Gustav Smedal (28 December 1888 – 30 October 1951) was a Norwegian jurist and irredentist activist. He was born in Kristiania to Prosecutor General and Minister Harald Smedal (1859–1911) and Caroline Kirkgaard Hofgaard (1863–89). He graduated from the school and studied law, obtaining a degree in 1913. After completing his apprenticeship he was employed at the Ministry of Foreign Affairs between 1920 and 1923. In 1921–22 he became the secretary of the Norwegian delegation to the League of Nations in Geneva and private secretary of judge Frederik Beichmann. Between 1923 and 1931 Smedal ran a law office in Stavanger. Smedal was known for his active support of the "Greenland case" (Grønlandssaken) led by Hallvard Devold, where Norway claimed parts of East Greenland. In 1931 a group of Norwegians living at certain hunting and radio stations in the area claimed a portion of East Greenland as Norwegian territory, naming it Erik the Red's Land. Denmark protested and brought the case to the Permanent Court of International Justice. Smedal was a member of the Norwegian delegation at the hearing of the court in The Hague in 1933. Following the Permanent Court of International Justice ruling in the disfavor of Norway, the official claims were abandoned, but Smedal continued his activism. He claimed that the Kiel Treaty was unfair to Norway. A nationalist, Smedal would find himself collaborating with the national socialist regime during the German occupation of Norway. In 1942, he enrolled in Nasjonal Samling (at that time the only legal party), but never worked directly for the party.
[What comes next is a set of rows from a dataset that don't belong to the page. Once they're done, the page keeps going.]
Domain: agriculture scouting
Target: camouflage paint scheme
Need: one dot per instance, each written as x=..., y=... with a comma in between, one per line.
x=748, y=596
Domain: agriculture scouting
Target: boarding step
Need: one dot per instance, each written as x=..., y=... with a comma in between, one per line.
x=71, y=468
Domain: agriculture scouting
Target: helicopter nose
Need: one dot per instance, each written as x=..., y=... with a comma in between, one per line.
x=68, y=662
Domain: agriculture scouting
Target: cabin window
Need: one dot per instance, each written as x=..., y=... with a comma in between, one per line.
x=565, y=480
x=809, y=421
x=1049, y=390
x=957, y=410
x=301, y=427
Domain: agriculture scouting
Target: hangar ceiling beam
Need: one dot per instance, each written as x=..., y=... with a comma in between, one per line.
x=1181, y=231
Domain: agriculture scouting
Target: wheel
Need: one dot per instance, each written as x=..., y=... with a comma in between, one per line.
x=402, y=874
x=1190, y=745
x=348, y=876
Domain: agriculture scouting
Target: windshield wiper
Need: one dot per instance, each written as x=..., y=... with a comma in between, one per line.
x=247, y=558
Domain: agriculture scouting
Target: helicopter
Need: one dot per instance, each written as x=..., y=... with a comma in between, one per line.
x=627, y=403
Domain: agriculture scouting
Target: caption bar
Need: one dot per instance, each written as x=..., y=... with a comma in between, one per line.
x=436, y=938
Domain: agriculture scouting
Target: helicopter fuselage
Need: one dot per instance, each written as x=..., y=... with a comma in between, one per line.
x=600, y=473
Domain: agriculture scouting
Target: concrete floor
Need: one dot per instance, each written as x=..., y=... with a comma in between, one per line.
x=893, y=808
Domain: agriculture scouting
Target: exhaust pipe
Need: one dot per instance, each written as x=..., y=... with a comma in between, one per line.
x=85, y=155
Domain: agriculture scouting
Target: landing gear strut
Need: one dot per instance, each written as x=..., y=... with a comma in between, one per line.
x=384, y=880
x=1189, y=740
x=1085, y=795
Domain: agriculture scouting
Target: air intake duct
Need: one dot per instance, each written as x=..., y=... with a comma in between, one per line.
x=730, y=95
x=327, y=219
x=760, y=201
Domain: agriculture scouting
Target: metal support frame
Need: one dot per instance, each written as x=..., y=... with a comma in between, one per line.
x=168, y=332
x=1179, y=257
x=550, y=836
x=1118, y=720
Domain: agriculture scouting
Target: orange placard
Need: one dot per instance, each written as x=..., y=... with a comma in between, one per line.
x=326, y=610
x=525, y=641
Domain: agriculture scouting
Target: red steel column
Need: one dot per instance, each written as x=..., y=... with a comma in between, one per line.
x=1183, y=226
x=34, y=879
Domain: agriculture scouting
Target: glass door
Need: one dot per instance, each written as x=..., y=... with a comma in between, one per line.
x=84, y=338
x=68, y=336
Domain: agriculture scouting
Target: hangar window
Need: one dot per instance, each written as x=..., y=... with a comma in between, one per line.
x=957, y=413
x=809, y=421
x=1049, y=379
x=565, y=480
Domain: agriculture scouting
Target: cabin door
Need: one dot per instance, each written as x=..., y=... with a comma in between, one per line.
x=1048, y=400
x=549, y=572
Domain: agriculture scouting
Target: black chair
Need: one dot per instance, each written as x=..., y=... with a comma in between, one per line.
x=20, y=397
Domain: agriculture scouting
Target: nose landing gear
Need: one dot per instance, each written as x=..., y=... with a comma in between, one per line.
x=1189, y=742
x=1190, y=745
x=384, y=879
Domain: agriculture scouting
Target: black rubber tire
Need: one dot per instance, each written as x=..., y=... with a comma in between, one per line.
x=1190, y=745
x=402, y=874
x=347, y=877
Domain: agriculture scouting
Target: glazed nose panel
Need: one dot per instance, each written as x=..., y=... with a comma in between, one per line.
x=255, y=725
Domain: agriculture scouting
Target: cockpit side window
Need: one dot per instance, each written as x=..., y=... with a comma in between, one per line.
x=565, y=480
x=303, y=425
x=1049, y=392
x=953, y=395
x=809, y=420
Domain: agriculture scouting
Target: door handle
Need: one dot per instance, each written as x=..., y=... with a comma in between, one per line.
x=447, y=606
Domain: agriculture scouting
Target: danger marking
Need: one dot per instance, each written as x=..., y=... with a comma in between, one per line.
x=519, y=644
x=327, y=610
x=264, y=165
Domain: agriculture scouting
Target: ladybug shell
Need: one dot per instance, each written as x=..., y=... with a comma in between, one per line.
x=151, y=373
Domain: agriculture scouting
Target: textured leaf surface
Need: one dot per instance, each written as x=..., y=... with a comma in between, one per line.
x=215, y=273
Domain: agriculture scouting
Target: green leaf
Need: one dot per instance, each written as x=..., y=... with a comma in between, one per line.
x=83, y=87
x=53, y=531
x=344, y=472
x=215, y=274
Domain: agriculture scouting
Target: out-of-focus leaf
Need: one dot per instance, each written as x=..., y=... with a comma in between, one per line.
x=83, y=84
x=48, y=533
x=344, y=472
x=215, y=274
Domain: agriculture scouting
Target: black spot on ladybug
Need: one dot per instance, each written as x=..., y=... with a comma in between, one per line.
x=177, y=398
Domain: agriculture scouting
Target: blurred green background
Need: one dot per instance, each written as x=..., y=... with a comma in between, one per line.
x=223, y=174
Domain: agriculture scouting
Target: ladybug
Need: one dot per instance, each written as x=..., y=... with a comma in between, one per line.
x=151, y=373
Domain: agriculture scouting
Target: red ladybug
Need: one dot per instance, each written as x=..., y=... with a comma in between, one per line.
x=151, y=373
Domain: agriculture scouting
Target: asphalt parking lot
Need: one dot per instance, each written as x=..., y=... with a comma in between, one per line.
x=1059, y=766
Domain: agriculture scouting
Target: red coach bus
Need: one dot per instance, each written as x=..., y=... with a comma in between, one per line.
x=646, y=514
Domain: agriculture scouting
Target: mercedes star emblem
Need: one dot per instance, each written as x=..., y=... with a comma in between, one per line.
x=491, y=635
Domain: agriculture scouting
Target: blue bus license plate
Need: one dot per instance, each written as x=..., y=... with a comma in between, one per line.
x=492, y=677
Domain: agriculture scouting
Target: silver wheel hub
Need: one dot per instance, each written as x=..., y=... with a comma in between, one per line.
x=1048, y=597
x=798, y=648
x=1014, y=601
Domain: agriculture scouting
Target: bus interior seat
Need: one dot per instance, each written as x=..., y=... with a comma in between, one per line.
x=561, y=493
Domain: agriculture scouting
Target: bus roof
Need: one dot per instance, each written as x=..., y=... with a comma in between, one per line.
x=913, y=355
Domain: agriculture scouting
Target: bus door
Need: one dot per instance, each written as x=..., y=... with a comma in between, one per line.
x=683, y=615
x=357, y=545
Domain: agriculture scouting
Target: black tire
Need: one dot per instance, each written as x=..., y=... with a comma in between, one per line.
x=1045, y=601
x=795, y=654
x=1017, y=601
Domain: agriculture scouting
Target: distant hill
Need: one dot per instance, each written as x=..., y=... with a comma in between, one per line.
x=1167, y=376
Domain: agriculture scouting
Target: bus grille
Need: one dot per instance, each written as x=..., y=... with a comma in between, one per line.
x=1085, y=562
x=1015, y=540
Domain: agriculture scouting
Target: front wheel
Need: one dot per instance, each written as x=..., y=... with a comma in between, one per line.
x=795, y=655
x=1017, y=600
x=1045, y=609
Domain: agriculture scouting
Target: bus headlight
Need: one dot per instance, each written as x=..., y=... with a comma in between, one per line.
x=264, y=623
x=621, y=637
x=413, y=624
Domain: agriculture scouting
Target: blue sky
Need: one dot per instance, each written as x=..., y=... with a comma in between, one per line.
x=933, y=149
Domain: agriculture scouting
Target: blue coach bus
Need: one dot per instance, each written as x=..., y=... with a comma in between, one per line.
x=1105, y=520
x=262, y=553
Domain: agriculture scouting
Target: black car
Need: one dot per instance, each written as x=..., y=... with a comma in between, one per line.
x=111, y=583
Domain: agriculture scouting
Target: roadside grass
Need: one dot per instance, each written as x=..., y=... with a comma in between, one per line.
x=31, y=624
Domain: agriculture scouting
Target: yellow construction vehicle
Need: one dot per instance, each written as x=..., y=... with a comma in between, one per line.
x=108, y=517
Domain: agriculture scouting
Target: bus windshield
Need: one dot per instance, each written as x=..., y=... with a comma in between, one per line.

Wishing to create ties between Smedal and the party, the regime offered him positions as law professor, Supreme Court Justice and even Chief of the Supreme Court. Smedal, being economically independent, only accepted a position as honorary professor in 1943. Instead, he was active in the organization Norges Ishavskomité together with the other prominent leader of Norwegian claims in East Greenland and chairman of the Arctic Trading Co., Adolf Hoel. Smedal published several articles and pamphlets to strengthen a Norwegian claim to Greenland, which in the meantime (1941) had been occupied by the United States. He tried to persuade Reichskommissar Josef Terboven and others, but without success. As part of the legal purge in Norway after World War II, Smedal was punished economically for his collaboration.